396. Reisetag
396. Reisetag
13.148 km, 200 km Bus
Das Datum meines Abfahrttages: 1393/3/14. Der 14. Tag des 3. Monats des Jahres 1393. So wird auch z.B. die Haltbarkeit auf dem Jogurt angegeben.
Unterwegs habe ich viele Fototermine. Ein Auto hält an. Ich werde zusammen mit einem jungen Mann von zwei schönen jungen Frauen fotografiert. Danach möchte ich ein Foto von den beiden machen. Es geht nicht, weil der Mann es nicht will. Er ist mit einer verlobt/verheiratet. Vieles wird in diesem Lande unverständlich für mich bleiben.
Zwei Wochen habe ich nicht mehr auf dem Fahrrad gesessen. Freue mich auf die Weiterfahrt. Die ersten 200 km durch die Halbwüste lege ich mit dem Bus zurück. Bei der Fahrt zum 10 km außerhalb des Zentrums liegendem Busterminal bin ich erstaunt über den geringen Verkehr. Etwas später höre ich, dass an diesem Tag Khomenis Todestag ist, ein Feiertag. Am übernächsten Tag wäre Freitag, damit ist der Brückentag Donnerstag auch frei. Fast alle Läden sind geschlossen, auf dem Bau und in kleinen Handwerksbetrieben am Straßenrand wird gearbeitet.
Im Bus gibt es mehr Passagiere als Sitzplätze.

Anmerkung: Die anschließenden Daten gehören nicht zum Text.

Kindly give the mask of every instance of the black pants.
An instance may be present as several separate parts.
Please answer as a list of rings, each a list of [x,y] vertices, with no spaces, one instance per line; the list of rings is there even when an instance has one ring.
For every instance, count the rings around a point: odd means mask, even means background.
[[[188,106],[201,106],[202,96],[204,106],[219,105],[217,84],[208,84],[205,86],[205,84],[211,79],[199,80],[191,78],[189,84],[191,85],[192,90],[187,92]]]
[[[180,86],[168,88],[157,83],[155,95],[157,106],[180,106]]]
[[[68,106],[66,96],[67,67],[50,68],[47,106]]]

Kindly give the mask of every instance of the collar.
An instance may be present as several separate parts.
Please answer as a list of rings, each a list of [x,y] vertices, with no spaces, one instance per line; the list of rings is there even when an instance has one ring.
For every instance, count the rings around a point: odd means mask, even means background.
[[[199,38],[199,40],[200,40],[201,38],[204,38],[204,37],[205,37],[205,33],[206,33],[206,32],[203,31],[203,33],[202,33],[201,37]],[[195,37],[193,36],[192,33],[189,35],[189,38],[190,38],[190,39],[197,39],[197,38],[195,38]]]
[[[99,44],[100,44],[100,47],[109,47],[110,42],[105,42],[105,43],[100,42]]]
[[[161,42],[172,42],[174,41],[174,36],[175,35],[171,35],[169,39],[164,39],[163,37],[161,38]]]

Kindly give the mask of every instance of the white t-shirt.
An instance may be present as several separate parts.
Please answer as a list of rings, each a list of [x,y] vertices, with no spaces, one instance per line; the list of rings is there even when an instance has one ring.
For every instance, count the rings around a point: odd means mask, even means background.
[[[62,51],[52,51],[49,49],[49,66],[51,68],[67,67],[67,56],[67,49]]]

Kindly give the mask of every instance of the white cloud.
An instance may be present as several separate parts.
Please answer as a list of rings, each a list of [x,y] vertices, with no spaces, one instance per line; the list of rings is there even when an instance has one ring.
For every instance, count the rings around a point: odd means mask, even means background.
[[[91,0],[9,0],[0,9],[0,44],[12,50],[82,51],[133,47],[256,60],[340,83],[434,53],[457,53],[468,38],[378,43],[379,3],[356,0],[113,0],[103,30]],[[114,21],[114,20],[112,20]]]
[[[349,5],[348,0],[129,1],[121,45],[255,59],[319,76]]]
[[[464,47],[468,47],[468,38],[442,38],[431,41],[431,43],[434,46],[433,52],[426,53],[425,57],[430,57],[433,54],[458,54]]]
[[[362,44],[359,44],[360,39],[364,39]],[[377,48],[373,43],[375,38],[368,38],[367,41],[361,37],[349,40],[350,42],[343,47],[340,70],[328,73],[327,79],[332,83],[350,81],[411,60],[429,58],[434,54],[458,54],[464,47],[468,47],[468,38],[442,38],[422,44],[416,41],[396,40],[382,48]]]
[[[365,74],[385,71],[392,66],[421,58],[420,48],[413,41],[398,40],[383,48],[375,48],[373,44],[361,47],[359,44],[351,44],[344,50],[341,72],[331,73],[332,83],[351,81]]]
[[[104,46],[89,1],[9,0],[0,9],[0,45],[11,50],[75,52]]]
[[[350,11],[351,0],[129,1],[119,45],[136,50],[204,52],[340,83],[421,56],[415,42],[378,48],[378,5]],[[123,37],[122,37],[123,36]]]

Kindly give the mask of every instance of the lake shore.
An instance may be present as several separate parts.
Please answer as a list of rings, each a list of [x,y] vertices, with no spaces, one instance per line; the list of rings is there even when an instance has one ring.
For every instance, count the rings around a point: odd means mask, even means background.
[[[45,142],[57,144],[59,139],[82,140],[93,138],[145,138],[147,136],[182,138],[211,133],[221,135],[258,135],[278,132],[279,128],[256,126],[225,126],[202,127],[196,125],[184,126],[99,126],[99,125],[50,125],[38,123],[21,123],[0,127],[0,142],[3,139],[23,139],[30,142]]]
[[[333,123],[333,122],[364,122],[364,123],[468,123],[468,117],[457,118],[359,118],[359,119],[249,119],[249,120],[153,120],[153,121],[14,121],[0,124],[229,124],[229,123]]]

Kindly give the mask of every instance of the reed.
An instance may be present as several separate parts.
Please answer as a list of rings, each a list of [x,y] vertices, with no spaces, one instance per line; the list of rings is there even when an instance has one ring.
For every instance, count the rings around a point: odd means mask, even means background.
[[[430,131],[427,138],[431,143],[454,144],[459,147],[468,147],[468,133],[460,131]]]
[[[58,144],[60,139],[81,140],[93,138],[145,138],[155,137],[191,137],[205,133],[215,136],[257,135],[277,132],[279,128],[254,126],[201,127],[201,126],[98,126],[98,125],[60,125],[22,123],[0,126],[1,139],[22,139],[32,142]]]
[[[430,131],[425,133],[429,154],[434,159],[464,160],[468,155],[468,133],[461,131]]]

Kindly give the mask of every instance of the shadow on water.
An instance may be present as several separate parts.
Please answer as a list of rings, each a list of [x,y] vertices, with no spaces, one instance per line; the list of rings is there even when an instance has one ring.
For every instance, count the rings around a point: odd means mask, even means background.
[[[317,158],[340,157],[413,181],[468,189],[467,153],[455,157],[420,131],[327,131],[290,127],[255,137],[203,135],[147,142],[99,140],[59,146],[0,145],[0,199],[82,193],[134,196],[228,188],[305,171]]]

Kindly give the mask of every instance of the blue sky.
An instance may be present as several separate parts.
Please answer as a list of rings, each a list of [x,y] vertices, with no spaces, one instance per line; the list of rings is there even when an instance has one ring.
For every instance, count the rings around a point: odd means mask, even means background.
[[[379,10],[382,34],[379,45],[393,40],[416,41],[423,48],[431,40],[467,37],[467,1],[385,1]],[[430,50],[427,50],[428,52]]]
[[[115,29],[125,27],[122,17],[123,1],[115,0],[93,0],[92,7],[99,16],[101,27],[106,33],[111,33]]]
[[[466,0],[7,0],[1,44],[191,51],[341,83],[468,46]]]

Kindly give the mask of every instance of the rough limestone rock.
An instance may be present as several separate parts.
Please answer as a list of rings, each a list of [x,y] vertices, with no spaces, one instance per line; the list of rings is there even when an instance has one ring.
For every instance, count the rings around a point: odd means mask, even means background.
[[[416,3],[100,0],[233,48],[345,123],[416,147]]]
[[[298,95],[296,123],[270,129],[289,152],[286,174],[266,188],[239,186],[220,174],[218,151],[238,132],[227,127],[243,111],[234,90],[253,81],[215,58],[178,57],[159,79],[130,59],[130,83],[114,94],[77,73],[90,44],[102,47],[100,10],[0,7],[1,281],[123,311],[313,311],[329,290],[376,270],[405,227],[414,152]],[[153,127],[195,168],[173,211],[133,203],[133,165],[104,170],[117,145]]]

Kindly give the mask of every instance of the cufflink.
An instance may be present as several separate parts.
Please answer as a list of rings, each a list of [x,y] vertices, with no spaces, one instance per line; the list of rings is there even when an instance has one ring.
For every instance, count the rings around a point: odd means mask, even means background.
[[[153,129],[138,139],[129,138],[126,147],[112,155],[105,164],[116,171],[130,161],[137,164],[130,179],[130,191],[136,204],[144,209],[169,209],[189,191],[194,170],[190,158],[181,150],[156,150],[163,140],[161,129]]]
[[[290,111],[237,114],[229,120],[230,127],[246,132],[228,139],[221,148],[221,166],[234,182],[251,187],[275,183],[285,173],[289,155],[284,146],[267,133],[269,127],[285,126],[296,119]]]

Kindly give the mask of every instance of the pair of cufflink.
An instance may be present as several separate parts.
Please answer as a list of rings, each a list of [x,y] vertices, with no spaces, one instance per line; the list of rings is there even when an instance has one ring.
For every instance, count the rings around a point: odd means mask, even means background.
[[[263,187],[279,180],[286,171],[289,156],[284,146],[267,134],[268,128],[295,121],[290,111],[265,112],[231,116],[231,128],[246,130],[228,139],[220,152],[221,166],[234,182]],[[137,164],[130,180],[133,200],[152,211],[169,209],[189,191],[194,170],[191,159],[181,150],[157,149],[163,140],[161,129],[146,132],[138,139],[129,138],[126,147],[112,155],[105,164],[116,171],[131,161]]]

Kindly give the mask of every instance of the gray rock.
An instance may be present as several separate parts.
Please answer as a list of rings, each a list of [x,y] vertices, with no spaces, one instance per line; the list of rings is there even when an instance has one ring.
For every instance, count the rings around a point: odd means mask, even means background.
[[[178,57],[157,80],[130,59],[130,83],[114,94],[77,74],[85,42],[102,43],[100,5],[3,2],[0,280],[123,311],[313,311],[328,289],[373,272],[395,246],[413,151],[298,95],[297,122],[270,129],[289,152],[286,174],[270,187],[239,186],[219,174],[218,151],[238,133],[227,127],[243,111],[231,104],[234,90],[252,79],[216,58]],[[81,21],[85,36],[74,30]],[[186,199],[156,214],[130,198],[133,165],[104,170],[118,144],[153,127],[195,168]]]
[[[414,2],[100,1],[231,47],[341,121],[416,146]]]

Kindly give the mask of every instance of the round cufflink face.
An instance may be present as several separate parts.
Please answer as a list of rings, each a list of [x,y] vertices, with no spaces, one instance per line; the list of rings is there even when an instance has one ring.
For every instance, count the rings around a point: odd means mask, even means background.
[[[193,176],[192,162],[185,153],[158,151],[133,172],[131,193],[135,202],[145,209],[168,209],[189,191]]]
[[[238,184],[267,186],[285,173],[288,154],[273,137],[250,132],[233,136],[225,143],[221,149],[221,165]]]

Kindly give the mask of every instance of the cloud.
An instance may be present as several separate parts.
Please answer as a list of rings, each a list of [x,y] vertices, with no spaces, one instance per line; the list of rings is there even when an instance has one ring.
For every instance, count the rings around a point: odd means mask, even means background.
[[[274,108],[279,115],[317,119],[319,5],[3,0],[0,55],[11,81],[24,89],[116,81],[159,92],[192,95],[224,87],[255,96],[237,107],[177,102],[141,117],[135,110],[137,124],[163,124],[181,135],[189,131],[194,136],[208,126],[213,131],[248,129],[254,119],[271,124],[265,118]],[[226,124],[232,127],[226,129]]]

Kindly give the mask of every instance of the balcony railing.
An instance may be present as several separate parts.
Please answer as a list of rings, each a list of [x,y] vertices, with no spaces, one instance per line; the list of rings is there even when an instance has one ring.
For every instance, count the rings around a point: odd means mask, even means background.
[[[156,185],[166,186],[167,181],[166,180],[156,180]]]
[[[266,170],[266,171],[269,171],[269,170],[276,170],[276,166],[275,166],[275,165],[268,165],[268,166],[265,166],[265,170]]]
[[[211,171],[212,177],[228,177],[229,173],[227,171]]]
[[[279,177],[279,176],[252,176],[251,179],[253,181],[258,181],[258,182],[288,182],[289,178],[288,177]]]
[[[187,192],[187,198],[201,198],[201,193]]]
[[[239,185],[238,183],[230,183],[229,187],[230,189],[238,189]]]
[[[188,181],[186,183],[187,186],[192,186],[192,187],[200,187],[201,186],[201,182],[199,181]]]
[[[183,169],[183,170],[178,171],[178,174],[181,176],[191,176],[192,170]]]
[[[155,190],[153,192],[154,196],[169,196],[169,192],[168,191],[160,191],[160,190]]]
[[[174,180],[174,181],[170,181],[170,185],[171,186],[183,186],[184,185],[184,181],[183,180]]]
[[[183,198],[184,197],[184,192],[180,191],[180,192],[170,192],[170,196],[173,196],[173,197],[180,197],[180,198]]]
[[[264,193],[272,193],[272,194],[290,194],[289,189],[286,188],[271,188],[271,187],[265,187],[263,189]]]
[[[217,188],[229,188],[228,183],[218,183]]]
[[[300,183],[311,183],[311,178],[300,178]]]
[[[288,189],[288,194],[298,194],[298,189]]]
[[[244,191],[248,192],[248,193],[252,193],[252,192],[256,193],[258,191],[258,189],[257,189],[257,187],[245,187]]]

Ich erhalte den Platz vorne, direkt neben dem Fahrer. Kann wunderbar hinausschauen, bekomme aber auch die Schrecken des Verkehrs mit. Das meternahe Auffahren ist das Unangenehmste.
In vielen Orten stehen auf dem Mittelstreifen Bildtafeln von den Gefallenen des grausamen Krieges Irak-Iran.
Der Bus fährt auf der Hauptstraße nach Shiraz. Ich steige mittags aus und nehme eine Nebenstraße dorthin. Es sind ca. 360 km. Es fühlt sich gut an wieder auf dem Fahrrad zu sitzen, anfangs. Mein ständiger Widersacher ist bereits da und er bläst zusehends kräftiger. Meine Geschwindigkeit reduziert sich teilweise auf Fußgängertempo. Im Ort Eqlid, nach nur 20 km, gebe ich das Weiterfahren auf und hoffe auf bessere Wetterbedingungen am nächsten Morgen. Habe Glück, im Ort gibt es ein einfaches Hotel. Draußen höre ich den Wind heulen.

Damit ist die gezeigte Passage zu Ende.